Find the integral by using the appropriate formula. $$ \int e^{2 x} \cos 3 x d x $$

Short answer

\(\int e^{2x} \cos(3x) \, dx = \frac{9}{13}(\frac{1}{3}e^{2x}\sin(3x) + \frac{2}{9}e^{2x}\cos(3x)) + C\)

Step-by-step solution

Assign u and dv

Assign \(u = e^{2x}\) and \(dv = \cos(3x) \, dx\) . Then find \(du\) and \(v\). So, \(du = 2e^{2x} \, dx\), and \(v = \frac{1}{3}\sin(3x)\).

Apply integration by parts

Apply the rule of integration by parts \(\int udv = uv - \int vdu\). This results in: \(\int e^{2x} \cos(3x) \, dx = uv - \int v\, du = e^{2x} * \frac{1}{3}\sin(3x) - \int \frac{1}{3}\sin(3x) * 2e^{2x} \, dx = \frac{1}{3}e^{2x}\sin(3x) - \frac{2}{3} \int e^{2x} \sin(3x) \, dx\)

Perform integration by parts again

We are left with another integral \(\int e^{2x} \sin(3x) \, dx\) . Let's perform integration by parts again, similarly assigining \(u = e^{2x}\) and \(dv = \sin(3x) \, dx\). Then, \(du = 2e^{2x} \, dx\) and \(v = -\frac{1}{3}\cos(3x)\). Apply the integration by parts formula results in: \(\int e^{2x} \sin(3x) \, dx = uv - \int v \, du = -\frac{1}{3}e^{2x}\cos(3x) - \int -\frac{1}{3}\cos(3x) * 2e^{2x} \, dx = -\frac{1}{3}e^{2x}\cos(3x) + \frac{2}{3} \int e^{2x} \cos(3x) \, dx\)

Finalize the Solution

Plug this result back into the integral we got from Step 2 : \(\frac{1}{3}e^{2x}\sin(3x) - \frac{2}{3}(-\frac{1}{3}e^{2x}\cos(3x) + \frac{2}{3} \int e^{2x} \cos(3x) \, dx) = \frac{1}{3}e^{2x}\sin(3x) + \frac{2}{9}e^{2x}\cos(3x) - \frac{4}{9} \int e^{2x} \cos(3x) \, dx\).

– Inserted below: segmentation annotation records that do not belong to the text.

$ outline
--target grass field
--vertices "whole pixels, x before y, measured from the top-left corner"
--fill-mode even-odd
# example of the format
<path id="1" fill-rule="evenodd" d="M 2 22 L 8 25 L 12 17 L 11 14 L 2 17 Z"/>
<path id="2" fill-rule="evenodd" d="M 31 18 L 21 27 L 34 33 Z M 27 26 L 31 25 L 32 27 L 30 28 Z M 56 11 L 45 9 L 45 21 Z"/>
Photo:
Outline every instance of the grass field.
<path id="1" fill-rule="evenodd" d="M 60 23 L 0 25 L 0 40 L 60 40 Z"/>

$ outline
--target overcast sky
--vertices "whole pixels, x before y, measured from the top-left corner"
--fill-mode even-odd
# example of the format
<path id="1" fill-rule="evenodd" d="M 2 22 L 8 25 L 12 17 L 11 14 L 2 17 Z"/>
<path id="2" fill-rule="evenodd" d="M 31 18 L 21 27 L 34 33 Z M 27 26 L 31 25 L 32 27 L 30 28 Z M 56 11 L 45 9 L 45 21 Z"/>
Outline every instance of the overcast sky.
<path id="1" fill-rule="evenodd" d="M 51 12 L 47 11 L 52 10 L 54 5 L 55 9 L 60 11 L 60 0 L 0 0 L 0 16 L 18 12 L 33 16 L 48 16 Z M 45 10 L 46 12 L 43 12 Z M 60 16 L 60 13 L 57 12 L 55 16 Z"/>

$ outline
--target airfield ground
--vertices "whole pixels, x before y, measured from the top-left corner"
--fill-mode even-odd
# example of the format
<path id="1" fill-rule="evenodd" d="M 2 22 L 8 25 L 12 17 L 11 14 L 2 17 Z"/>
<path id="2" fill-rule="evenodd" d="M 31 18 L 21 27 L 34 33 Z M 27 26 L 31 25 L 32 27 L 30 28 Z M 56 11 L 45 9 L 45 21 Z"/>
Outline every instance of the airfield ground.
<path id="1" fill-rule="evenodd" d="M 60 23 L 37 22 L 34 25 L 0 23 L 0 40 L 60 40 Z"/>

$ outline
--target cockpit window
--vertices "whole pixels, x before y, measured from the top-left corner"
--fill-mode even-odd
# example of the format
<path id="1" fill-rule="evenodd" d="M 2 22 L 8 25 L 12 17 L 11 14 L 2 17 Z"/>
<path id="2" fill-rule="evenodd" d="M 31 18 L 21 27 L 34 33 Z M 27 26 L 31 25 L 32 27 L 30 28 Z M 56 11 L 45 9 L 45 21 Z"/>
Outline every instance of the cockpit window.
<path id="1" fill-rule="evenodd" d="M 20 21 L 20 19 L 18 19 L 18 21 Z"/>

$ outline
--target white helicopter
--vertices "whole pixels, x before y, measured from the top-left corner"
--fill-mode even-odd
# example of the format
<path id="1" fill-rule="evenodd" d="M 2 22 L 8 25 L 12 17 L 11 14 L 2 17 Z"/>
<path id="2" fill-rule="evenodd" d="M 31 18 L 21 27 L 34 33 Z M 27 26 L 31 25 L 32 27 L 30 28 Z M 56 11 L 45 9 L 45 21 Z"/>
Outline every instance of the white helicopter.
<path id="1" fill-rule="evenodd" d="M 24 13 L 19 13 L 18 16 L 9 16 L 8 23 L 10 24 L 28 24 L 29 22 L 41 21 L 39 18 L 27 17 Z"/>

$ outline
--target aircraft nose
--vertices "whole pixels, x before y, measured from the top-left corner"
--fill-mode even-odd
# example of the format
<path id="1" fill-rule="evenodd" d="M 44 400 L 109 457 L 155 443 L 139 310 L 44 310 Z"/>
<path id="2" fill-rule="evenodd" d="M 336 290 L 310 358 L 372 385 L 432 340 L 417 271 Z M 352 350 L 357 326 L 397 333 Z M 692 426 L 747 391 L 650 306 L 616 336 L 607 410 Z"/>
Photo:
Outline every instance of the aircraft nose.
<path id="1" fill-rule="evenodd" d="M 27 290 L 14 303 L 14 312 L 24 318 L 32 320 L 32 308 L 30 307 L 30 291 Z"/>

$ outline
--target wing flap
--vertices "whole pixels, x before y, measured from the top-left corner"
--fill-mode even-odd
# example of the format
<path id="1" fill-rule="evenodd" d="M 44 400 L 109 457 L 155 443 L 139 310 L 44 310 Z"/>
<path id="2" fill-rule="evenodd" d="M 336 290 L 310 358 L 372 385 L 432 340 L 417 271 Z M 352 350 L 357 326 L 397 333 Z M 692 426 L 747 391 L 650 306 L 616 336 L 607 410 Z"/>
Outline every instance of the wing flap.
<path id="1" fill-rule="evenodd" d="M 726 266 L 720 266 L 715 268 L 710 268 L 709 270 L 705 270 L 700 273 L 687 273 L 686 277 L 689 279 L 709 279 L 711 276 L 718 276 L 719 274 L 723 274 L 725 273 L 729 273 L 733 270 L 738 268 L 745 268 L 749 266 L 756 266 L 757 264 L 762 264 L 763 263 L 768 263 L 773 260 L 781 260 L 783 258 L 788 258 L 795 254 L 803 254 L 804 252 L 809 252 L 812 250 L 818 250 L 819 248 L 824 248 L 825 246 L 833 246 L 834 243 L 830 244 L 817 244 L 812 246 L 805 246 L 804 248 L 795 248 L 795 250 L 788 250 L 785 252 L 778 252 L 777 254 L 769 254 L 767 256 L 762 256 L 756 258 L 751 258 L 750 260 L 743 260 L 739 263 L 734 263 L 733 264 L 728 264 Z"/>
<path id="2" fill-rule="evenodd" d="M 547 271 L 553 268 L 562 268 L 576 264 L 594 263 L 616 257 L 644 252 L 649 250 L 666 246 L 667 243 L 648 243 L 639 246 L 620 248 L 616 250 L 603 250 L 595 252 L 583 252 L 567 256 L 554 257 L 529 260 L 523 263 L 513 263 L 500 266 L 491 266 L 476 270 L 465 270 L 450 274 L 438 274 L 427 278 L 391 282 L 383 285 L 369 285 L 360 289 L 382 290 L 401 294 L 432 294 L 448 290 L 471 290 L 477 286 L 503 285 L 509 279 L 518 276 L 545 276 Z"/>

Now, we see we have a similar integral on both sides of the equation. Let's move it all to the left side: \(\frac{13}{9}\int e^{2x} \cos(3x) \, dx = \frac{1}{3}e^{2x}\sin(3x) + \frac{2}{9}e^{2x}\cos(3x)\). Therefore, \(\int e^{2x} \cos(3x) \, dx = \frac{9}{13}(\frac{1}{3}e^{2x}\sin(3x) + \frac{2}{9}e^{2x}\cos(3x)) + C\), where \(C\) is the constant of integration.